It Takes a Village

The Management of Extreme Sequelae of Skin Popping

C.J. Michet, BA; Courtney Whitelock, BS; Nicole Siparsky, MD, FACS


Wounds. 2021;33(1):9-19. 

In This Article


This case series was selected to highlight the complex aspects of surgical management of the sequelae of SP and is subject to selection bias. However, the issues presented are common to most patients encountered with complications of SP.

There was a limited scope of reporting due to lack of follow-up in the clinic. Many patients do not maintain active contact information to permit long-term staff follow-up when they fail to attend clinic. Many patients are intermittently jobless, homeless, and without access to a phone.

Reporter bias (ie, the inclination to select good results) is also a limitation. To minimize this bias, this case series was chosen to highlight dramatic surgical cases, most of which did not have a good outcome.

There is also the issue of employment of outdated dressing care. Due to lack of resources available to this patient population, less novel dressing regimens are often employed. Current products are more desirable and may decrease healing time, but these more expensive products are not typically available to these patients.

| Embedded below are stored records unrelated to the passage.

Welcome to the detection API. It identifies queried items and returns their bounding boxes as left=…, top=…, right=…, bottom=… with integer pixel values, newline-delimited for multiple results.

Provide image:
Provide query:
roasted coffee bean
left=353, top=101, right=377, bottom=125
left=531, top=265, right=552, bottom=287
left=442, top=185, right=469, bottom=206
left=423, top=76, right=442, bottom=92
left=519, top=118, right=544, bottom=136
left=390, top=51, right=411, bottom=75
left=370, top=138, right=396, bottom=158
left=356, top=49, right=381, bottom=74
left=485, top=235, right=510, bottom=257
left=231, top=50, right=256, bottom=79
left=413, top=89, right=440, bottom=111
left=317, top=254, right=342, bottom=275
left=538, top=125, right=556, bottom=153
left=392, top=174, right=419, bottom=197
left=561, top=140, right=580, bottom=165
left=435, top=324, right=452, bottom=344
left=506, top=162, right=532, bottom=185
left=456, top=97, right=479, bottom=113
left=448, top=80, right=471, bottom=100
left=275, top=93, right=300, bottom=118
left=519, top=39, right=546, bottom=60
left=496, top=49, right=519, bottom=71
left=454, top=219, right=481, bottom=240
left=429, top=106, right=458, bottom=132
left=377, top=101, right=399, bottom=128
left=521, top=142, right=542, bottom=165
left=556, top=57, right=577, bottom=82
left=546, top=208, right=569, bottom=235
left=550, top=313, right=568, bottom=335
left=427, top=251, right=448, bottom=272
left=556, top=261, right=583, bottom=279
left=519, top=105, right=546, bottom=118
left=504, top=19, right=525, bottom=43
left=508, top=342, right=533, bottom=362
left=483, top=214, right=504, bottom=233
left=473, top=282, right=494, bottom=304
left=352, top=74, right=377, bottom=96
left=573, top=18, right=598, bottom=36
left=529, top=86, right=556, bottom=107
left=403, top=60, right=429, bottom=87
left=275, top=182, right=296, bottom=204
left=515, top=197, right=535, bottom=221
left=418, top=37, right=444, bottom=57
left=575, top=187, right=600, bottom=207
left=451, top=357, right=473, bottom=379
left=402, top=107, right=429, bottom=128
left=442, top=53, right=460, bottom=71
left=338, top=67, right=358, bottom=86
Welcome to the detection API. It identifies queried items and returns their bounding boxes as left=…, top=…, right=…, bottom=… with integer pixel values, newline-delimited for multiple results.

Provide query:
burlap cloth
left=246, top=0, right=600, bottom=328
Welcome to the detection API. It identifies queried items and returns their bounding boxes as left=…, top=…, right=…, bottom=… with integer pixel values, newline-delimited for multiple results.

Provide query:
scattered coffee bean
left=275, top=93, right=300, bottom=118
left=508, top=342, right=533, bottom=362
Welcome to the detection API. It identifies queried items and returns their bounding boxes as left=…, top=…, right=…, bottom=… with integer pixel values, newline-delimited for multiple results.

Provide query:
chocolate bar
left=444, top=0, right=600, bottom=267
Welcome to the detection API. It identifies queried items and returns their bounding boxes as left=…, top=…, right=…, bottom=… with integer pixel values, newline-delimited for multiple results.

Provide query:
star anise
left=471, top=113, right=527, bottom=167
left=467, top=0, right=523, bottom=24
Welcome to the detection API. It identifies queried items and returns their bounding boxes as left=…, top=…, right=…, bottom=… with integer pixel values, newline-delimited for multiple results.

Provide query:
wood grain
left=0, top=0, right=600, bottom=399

As such, the authors rely heavily on older regimens.

Lastly, there is the limitation of resource availability. Most of the patients seen in the authors' clinic face an insurmountable issue, which is the lack of inpatient drug rehabilitation programs that accept patients with open wounds. Ideally, patients would transfer from the inpatient stay to a drug rehabilitation center. However, with open wounds, they are not candidates for most of these programs. This inflexibility in the current US medical system is a significant shortfall for this patient population.